“Destiny Manifested” and “The Jumpsuit Project”

Recently, former Museum of Durham History board member Renee Snyderman and her husband, Dr. Ralph Snyderman, hosted an exhibit at the Snyderman Fund Gallery, entitled Destiny Manifested, a collection of work by artist Jason Mitcham. Above is “We Americans”, one of his pieces featured in the exhibit. CLICK HERE to see more photos from the exhibit, courtesy of Snyderman Fund Gallery.

The Avett Brothers’ music video (below) for their song “Head Full of Doubt/Road Full of Promise” was animated by Mitcham, created by altering a single painting thousands of times, a technique repeated throughout the exhibit.

Mitcham grew up in Greensboro, NC, assisting his father in the family’s land survey business. He would occasionally find remnants of a homestead long since abandoned and wonder about the circumstances that generated trace evidence of a life that once was. His own family home was taken by eminent domain to make room for a six-lane boulevard, which was a destabilizing experience financially, but proved disorienting as well. These experiences influence the artist’s practice as he explores the American landscape and is reflected in his work. Mitcham has donated all proceeds from Destiny Manifested to the NC Museum of Art’s Community Contracts program, specifically to support The Jumpsuit Project.


Jumpsuit Project artist Sherrill Roland and NCMA envision a Community Contracts Intensive, a six- session socially engaged art experience for 30 at-risk high school seniors in Wake County.
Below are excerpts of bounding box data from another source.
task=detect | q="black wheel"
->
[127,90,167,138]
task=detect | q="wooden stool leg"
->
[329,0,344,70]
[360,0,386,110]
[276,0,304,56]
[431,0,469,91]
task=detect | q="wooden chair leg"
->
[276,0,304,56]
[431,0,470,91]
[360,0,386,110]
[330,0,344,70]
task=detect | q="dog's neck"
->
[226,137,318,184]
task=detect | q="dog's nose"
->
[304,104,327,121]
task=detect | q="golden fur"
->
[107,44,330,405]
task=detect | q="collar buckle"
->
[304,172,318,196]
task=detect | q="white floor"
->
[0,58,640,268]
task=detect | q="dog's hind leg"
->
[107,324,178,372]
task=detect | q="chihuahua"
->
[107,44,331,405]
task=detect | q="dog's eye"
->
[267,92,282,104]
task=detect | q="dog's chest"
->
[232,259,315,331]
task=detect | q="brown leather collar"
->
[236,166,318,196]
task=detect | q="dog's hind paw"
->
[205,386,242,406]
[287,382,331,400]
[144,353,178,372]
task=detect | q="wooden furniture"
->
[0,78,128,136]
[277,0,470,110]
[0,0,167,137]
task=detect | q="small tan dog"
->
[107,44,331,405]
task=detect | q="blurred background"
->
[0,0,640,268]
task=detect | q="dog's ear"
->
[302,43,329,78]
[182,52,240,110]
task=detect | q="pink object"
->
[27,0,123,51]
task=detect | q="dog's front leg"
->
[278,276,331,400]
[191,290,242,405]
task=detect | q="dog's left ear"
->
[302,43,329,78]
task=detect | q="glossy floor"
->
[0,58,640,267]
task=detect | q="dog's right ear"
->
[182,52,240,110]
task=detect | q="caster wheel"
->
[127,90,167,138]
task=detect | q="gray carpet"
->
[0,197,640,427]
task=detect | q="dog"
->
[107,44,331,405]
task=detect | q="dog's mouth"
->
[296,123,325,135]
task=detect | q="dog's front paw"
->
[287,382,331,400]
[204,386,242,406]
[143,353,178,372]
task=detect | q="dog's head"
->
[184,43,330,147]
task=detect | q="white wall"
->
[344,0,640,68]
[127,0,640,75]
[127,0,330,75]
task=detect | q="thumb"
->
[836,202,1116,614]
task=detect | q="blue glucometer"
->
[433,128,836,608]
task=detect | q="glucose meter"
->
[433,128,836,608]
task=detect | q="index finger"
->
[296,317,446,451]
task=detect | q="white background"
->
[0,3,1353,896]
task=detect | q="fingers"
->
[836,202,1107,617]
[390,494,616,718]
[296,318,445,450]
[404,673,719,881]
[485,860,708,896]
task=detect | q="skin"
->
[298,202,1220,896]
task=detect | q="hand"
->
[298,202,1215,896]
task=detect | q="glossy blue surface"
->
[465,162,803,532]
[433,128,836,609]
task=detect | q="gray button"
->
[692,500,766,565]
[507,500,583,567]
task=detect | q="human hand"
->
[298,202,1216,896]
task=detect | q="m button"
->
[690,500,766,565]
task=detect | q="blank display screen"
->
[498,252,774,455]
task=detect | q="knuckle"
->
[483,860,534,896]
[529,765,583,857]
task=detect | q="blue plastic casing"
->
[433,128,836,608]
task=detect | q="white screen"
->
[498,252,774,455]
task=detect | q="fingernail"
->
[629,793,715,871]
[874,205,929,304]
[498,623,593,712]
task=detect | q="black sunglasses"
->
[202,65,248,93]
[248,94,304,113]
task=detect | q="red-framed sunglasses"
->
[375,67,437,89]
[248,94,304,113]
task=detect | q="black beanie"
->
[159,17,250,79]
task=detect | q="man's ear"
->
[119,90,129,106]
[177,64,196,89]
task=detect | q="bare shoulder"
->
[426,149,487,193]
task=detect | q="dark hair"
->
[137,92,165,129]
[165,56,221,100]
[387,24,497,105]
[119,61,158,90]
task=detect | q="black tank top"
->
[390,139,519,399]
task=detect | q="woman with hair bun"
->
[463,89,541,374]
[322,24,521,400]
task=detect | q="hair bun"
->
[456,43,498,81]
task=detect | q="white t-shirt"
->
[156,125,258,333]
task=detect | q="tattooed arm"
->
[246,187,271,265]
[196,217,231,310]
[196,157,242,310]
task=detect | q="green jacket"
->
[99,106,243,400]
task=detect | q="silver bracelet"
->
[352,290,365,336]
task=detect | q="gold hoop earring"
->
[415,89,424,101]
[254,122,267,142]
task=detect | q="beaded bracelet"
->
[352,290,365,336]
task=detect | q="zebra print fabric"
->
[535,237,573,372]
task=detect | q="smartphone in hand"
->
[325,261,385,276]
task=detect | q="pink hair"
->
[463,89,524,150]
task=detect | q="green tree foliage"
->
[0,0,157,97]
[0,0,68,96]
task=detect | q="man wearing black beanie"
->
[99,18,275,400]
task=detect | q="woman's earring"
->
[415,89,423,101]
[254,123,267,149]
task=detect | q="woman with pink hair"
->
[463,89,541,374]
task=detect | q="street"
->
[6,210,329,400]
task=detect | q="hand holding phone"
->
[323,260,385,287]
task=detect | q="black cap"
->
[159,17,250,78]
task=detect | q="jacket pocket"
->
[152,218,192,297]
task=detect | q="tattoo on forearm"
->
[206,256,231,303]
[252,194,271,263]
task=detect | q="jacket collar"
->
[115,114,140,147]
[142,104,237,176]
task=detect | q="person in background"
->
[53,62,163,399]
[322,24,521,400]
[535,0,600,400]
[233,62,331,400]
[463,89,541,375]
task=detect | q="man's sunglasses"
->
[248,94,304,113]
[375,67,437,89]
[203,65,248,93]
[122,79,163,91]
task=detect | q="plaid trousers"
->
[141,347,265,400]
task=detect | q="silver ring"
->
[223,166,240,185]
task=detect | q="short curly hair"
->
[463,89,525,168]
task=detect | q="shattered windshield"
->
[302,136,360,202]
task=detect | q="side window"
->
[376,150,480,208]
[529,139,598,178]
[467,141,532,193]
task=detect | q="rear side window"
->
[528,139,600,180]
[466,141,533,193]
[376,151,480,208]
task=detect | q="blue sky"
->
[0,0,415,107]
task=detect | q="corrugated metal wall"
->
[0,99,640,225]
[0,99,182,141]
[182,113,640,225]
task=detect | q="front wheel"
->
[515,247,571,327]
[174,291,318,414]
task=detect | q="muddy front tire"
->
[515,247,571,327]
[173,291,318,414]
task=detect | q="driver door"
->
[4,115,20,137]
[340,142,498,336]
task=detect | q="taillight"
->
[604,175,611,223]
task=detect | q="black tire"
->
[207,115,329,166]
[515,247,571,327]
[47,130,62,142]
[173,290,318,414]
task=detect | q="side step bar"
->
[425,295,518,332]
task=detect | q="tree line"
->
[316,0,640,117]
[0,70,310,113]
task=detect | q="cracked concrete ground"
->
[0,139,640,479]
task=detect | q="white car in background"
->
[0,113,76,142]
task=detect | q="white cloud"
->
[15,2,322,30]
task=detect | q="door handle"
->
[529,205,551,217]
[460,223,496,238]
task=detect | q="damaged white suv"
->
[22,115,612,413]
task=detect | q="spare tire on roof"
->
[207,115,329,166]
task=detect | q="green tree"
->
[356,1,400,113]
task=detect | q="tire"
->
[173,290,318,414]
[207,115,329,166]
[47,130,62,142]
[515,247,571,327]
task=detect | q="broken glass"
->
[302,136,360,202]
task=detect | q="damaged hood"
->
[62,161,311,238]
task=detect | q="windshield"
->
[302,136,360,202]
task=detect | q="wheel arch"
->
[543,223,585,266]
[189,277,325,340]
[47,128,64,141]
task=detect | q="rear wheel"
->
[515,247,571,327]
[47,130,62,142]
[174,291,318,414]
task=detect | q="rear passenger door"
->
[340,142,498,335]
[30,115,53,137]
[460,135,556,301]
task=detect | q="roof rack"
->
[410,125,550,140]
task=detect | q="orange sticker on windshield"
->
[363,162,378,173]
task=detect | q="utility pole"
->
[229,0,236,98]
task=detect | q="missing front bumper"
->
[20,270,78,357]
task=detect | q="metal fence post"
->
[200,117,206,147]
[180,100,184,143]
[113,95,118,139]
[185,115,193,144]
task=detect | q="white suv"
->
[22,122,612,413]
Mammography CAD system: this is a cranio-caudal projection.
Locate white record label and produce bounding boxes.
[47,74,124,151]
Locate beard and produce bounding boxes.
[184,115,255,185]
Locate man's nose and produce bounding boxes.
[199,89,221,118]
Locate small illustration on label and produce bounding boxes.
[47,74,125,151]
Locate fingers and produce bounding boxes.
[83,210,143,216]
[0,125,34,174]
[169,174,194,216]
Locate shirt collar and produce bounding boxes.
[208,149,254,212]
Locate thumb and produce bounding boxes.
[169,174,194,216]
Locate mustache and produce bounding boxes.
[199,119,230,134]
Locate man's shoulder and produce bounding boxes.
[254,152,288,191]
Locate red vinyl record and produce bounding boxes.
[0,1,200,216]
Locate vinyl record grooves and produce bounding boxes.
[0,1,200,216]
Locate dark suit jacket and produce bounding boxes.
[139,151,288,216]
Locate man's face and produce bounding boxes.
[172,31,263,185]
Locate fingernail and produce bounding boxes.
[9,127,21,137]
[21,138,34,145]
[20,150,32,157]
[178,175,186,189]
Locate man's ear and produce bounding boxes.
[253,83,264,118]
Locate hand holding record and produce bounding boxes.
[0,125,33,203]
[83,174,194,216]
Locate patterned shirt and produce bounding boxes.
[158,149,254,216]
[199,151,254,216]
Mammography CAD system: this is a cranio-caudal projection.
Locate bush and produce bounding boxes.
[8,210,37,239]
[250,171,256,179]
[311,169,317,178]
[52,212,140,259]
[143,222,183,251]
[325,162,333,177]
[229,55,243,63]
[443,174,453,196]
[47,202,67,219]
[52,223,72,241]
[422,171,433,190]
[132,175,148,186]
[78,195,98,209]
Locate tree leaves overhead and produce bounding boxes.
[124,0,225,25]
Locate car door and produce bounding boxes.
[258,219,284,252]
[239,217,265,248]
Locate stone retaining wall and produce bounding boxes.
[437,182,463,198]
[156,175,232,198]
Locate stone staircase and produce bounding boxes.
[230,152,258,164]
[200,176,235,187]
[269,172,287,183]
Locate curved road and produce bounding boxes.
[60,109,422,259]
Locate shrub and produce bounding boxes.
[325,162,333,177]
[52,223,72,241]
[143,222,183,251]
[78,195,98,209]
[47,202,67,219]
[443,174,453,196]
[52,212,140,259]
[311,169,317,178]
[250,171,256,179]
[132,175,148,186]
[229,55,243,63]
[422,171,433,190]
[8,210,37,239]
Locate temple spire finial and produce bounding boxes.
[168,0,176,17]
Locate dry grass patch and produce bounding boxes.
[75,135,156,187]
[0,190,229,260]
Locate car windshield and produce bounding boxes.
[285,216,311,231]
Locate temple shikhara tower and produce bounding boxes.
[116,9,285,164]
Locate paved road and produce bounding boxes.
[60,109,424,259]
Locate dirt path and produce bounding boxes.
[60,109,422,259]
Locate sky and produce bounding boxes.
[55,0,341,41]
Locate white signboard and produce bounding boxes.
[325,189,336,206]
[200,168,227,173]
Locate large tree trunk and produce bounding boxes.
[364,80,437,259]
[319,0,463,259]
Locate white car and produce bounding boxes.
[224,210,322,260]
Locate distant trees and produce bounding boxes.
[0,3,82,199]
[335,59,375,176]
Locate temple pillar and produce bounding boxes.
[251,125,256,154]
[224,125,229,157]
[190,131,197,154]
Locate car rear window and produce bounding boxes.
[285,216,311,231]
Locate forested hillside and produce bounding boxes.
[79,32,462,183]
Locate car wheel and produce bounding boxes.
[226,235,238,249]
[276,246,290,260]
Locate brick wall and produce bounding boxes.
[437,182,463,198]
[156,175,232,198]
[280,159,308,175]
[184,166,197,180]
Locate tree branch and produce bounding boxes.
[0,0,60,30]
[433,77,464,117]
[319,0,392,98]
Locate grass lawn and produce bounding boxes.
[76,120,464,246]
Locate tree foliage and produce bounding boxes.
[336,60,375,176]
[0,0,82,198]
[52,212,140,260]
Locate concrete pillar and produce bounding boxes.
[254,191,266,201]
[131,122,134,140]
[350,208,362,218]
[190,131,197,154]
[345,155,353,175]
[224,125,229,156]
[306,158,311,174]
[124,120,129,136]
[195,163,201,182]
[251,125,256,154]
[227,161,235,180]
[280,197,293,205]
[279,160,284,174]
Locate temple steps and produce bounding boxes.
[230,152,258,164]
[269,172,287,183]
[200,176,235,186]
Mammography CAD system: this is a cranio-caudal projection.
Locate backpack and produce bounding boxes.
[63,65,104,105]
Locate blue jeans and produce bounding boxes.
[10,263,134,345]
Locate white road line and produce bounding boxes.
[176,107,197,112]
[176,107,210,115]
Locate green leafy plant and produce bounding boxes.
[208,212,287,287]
Serving as a pilot to a statewide model, this experience will offer mentor relationships and the tools of social-emotional learning that are embodied in reflection, creative expression, and art as a social practice. Sherrill was very recently awarded a prestigious $50,000 Creative Capital grant to support the project.

Sherrill Roland courtesy of the artist

From Creative Capital: “In The Jumpsuit Project, Sherrill Roland wears the iconic, orange prison jumpsuit and engages people in conversation, disrupting spaces in the art world, higher education, and other places where issues around criminal justice do not normally appearAs a socially-engaged performance, the work centers around making connections both within and outside of the incarceration system through performance and a digital hub. Roland aims to build a new narrative around criminal justice, working toward lasting national policy changes by disrupting the local incarceration system.”

Born in Asheville and now based in Durham, Roland was inspired by his experience in prison for a crime he did not commit, and founded The Jumpsuit Project to raise awareness around issues related to mass incarceration.  

Installation view of Sherrill Roland’s The Jumpsuit Project.  Photo credit: Jason Mandella.

The project aims to meet at-risk students where they are, to support their attendance and performance in the remote high-school classroom, and to increase their sense of personal agency during a difficult period of social unrest and an ongoing public health crisis.